I tried to update the configmap by appending below line and restarted sriov related pods:

Intel_ice_Columbiapark_E823C: "8086 188a"

I observed that sriov-network-config-daemon-qw9s4 pod is failing to start with below error in the logs:

kubectl logs sriov-network-config-daemon-qw9s4 -n gke-operators
I1008 19:36:59.263709 2463936 start.go:133] starting node writer
I1008 19:36:59.269851 2463936 start.go:153] Running on platform: Baremetal
I1008 19:36:59.269867 2463936 writer.go:44] Run(): start writer
I1008 19:36:59.269872 2463936 writer.go:47] Run(): once
I1008 19:36:59.313443 2463936 utils.go:598] getLinkType(): Device 0000:05:00.0
I1008 19:36:59.314128 2463936 utils.go:598] getLinkType(): Device 0000:16:00.0
I1008 19:36:59.315500 2463936 utils.go:598] getLinkType(): Device 0000:16:00.1
I1008 19:36:59.316903 2463936 utils.go:598] getLinkType(): Device 0000:89:00.0
I1008 19:36:59.317552 2463936 utils.go:598] getLinkType(): Device 0000:89:00.1
I1008 19:36:59.318243 2463936 utils.go:598] getLinkType(): Device 0000:89:00.2
I1008 19:36:59.318870 2463936 utils.go:598] getLinkType(): Device 0000:89:00.3
I1008 19:36:59.319867 2463936 utils.go:598] getLinkType(): Device 0000:91:00.0
I1008 19:36:59.321267 2463936 utils.go:598] getLinkType(): Device 0000:91:00.1
I1008 19:36:59.329100 2463936 writer.go:132] setNodeStateStatus(): syncStatus: , lastSyncError:
I1008 19:36:59.338049 2463936 writer.go:170] writeCheckpointFile(): try to decode the checkpoint file
I1008 19:36:59.338371 2463936 start.go:159] Starting SriovNetworkConfigDaemon
I1008 19:36:59.338415 2463936 writer.go:44] Run(): start writer
I1008 19:36:59.338427 2463936 daemon.go:228] Run(): start daemon
E1008 19:36:59.338720 2463936 daemon.go:987] tryEnableRdma(): fail to enable rdma fork/exec /bin/bash: no such file or directory:
I1008 19:36:59.338982 2463936 utils.go:523] LoadKernelModule(): try to load kernel module tun
E1008 19:36:59.354826 2463936 runtime.go:78] Observed a panic: runtime.boundsError{x:2, y:2, signed:true, code:0x0} (runtime error: index out of range [2] with length 2)
goroutine 1 [running]:
k8s.io/apimachinery/pkg/util/runtime.logPanic({0x1f83e80?, 0xc0005a8d98})
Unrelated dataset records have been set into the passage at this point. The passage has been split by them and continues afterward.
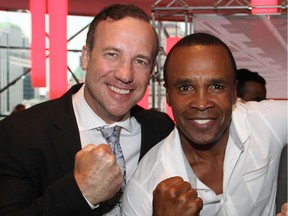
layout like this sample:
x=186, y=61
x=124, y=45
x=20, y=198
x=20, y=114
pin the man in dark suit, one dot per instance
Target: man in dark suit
x=53, y=159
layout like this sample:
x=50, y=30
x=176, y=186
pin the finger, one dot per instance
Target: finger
x=89, y=147
x=168, y=183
/go/src/github.com/k8snetworkplumbingwg/sriov-network-operator/vendor/k8s.io/apimachinery/pkg/util/runtime/runtime.go:74 +0x99
k8s.io/apimachinery/pkg/util/runtime.HandleCrash({0x0, 0x0, 0x10?})
/go/src/github.com/k8snetworkplumbingwg/sriov-network-operator/vendor/k8s.io/apimachinery/pkg/util/runtime/runtime.go:48 +0x75
panic({0x1f83e80, 0xc0005a8d98})
/usr/local/go/src/runtime/panic.go:884 +0x212
github.com/k8snetworkplumbingwg/sriov-network-operator/api/v1.GetSupportedVfIds()
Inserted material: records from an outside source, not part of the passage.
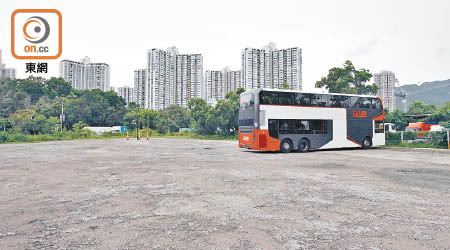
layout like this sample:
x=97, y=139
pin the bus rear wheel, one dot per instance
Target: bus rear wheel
x=304, y=145
x=367, y=143
x=286, y=146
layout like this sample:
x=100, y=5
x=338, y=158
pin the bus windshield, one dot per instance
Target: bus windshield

/go/src/github.com/k8snetworkplumbingwg/sriov-network-operator/api/v1/helper.go:170 +0x2a5
github.com/k8snetworkplumbingwg/sriov-network-operator/pkg/daemon.tryCreateNMUdevRule()
/go/src/github.com/k8snetworkplumbingwg/sriov-network-operator/pkg/daemon/daemon.go:1068 +0x8a
github.com/k8snetworkplumbingwg/sriov-network-operator/pkg/daemon.(*Daemon).tryCreateUdevRuleWrapper(0xc00137e340)
/go/src/github.com/k8snetworkplumbingwg/sriov-network-operator/pkg/daemon/daemon.go:218 +0x190
github.com/k8snetworkplumbingwg/sriov-network-operator/pkg/daemon.(*Daemon).Run(0xc00137e340, 0xc00010e180, 0xc00010e6c0)
/go/src/github.com/k8snetworkplumbingwg/sriov-network-operator/pkg/daemon/daemon.go:240 +0x165
main.runStartCmd(0x2eb53c0?, {0x20672ae?, 0x0?, 0x0?})
/go/src/github.com/k8snetworkplumbingwg/sriov-network-operator/cmd/sriov-network-config-daemon/start.go:170 +0xb31
github.com/spf13/cobra.(*Command).execute(0x2eb53c0, {0x2f715e0, 0x0, 0x0})
/go/src/github.com/k8snetworkplumbingwg/sriov-network-operator/vendor/github.com/spf13/cobra/command.go:854 +0x663
github.com/spf13/cobra.(*Command).ExecuteC(0x2eb5120)
/go/src/github.com/k8snetworkplumbingwg/sriov-network-operator/vendor/github.com/spf13/cobra/command.go:958 +0x39d
github.com/spf13/cobra.(*Command).Execute(...)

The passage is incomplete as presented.